Estou convencido de que, quando falamos sobre o problema das drogas, todos nós temos clareza sobre este ponto. Sem drama, sem alarde, mas avaliando num termo justo o que acontece na sociedade. Quando nos referimos a dependentes problemáticos, nos referimos a um problema. Quando temos violência associada ao tráfico de drogas, nós temos um problema, e as políticas públicas são justamente respostas a problemas como estes. Eu prefiro não falar sobre lutas ou guerras, acho que com isso não damos uma idéia completa de como dar respostas ao problema. Por isso eu prefiro falar de respostas e soluções aproximadas. Porque, eu insisto, o problema existe.

O UNODC, Escritório da ONU sobre Drogas e Crime, é a agência das Nações Unidas com mandato de apoiar os países na implementação das três convenções da ONU sobre drogas, além das convenções contra o crime organizado transnacional e contra a corrupção.

Baseado nas convenções sobre drogas, o UNODC ajuda os Estados-membros a desenvolver legislações nacionais, além de respostas ao uso problemático de drogas e suas consequências adversas à saúde, por meio da implementação de ações de prevenção e da oferta de uma rede de serviços integrada de atenção e assistência, com base em evidências científicas, no respeito aos direitos humanos e em padrões éticos.

O trabalho do UNODC de apoiar os países na implementação das convenções é amparado por dois outros órgãos da ONU: a Comissão de Narcóticos, que é o espaço onde a regulamentação internacional sobre drogas é discutida pelos países, e a JIFE, a Junta Internacional de Fiscalização de Entorpecentes, que é um órgão independente que fiscaliza a implementação das convenções.

O mandato do UNODC, como vocês podem ver, é amplo e abrangente.

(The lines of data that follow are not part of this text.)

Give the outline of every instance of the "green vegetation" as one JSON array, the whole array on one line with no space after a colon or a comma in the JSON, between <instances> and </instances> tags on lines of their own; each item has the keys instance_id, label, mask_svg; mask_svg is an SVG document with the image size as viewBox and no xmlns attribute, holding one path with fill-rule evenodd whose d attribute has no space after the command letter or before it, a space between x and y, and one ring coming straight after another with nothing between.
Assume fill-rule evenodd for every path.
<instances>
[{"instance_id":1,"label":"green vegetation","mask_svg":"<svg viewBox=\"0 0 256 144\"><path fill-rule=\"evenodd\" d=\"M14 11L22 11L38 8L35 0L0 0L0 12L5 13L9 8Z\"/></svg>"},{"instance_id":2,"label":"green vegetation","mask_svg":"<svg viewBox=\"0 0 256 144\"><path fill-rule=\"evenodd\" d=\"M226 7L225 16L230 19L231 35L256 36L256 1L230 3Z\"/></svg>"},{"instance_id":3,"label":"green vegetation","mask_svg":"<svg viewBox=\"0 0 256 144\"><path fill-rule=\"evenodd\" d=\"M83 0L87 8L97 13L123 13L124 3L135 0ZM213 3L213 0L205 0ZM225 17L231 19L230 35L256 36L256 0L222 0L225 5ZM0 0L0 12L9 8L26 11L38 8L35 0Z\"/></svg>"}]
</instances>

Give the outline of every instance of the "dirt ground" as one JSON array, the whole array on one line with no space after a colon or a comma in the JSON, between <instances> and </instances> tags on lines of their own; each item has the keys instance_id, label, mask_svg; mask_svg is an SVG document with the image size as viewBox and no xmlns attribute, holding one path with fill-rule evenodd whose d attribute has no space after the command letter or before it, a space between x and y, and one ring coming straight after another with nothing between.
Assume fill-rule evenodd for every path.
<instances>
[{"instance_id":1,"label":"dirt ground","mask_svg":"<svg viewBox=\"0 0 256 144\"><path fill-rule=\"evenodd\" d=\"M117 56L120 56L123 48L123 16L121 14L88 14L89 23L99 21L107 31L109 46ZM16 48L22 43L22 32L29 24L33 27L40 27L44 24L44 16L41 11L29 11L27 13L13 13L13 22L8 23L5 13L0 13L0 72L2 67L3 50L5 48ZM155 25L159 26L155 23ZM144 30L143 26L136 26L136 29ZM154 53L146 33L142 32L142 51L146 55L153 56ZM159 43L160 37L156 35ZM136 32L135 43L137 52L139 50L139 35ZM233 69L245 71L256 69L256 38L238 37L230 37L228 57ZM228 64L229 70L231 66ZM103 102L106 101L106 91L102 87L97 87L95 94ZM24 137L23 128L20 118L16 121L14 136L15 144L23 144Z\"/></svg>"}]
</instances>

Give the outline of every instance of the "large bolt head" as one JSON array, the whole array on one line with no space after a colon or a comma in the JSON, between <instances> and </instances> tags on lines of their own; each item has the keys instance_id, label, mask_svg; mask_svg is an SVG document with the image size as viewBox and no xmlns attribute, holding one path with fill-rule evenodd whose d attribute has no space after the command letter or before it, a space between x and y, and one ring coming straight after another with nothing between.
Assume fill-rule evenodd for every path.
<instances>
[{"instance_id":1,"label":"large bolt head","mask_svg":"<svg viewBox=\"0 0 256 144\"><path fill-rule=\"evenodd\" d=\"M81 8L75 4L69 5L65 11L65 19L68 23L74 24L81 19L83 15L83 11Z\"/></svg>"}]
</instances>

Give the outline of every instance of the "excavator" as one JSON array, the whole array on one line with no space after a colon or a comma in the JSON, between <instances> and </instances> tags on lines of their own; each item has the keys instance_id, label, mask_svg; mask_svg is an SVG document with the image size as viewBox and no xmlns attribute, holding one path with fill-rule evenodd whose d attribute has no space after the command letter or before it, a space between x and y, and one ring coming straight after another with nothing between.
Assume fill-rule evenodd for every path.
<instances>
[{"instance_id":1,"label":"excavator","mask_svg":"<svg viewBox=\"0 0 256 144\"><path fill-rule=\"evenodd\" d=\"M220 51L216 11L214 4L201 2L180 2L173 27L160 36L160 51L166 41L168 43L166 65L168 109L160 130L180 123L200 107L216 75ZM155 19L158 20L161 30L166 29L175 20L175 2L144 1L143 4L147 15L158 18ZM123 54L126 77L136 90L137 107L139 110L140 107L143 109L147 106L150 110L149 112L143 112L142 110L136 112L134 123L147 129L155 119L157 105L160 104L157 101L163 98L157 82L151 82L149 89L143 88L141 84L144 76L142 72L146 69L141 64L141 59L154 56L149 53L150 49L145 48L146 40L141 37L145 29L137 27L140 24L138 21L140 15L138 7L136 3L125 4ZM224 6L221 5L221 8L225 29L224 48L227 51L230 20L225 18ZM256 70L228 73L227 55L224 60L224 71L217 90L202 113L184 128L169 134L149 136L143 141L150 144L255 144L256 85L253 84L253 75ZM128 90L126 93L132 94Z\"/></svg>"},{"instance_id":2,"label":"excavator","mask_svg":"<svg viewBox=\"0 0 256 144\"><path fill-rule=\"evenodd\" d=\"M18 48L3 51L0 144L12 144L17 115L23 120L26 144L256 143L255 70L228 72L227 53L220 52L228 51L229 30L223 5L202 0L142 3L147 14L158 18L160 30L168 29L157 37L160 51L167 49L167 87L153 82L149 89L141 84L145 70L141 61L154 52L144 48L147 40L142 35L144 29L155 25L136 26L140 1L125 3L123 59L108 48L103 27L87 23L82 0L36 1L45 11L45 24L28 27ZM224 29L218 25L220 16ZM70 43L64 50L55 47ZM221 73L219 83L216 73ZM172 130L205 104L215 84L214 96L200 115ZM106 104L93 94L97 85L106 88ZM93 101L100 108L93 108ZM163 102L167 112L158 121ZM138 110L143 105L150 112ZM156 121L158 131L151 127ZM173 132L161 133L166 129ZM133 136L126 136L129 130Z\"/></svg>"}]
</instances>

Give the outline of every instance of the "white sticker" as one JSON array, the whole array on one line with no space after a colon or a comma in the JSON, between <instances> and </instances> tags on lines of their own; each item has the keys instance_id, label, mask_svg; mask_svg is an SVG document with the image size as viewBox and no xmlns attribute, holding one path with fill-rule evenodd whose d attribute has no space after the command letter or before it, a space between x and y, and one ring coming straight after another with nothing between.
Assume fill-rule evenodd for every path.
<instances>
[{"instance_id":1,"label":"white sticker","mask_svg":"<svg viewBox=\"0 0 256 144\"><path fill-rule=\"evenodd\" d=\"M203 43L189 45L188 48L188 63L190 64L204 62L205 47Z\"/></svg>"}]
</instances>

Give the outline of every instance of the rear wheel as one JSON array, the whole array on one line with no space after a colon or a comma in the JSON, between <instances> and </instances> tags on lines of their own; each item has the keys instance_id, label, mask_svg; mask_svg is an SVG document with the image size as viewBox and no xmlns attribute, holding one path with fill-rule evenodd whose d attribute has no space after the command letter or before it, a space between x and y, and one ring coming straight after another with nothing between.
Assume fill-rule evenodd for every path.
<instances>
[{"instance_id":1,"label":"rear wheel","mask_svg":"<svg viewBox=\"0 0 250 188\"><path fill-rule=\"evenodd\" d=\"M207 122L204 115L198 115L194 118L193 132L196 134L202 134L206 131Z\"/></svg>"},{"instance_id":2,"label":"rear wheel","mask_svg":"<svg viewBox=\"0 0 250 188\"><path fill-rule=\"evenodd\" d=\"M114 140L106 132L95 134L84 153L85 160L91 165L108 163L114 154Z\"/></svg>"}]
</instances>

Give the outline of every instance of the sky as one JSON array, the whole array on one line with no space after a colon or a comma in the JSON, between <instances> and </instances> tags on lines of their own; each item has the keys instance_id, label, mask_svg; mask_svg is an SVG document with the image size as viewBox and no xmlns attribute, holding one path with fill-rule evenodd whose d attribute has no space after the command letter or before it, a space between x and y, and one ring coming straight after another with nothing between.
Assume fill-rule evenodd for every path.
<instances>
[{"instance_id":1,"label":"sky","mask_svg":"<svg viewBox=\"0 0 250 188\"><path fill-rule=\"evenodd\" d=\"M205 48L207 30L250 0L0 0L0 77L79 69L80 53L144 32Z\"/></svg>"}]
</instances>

É por essa razão - e eu quero enfatizar isso - que as ações relativas à saúde, tais como prevenção e tratamento do uso de drogas, assim como algumas intervenções na área de HIV/AIDS, Hepatite e Tuberculose, são fundamentais para o nosso trabalho. Na verdade, no Brasil, o nosso trabalho nestas áreas de saúde constituem a maior parte do nosso portfólio.

Permitam-me dar ênfase especial a esse aspecto. Porque o fato de dirigir nossas ações dentro da área da saúde apresenta algumas particularidades e características especiais, das quais vou citar alguns exemplos:

Primeiro, colocar a pessoa como centro ou eixo de nossa preocupação, e não tanto as substâncias em si.

Em segundo lugar, como resultado do primeiro ponto, o respeito irrestrito aos direitos humanos. O primeiro ponto requer que o respeito aos direitos humanos seja pleno em qualquer intervenção sobre drogas. Seja na justiça, seja na saúde, seja em ações no âmbito carcerário ou no processo judicial. Por exemplo, é tão importante buscar alternativas para a privação de liberdade dentro da lei, quanto procurar que existam leis que não violem o desejo do consumidor - mesmo aquele problemático - de não ser tratado contra a sua vontade, exceto em alguns casos bastante específicos.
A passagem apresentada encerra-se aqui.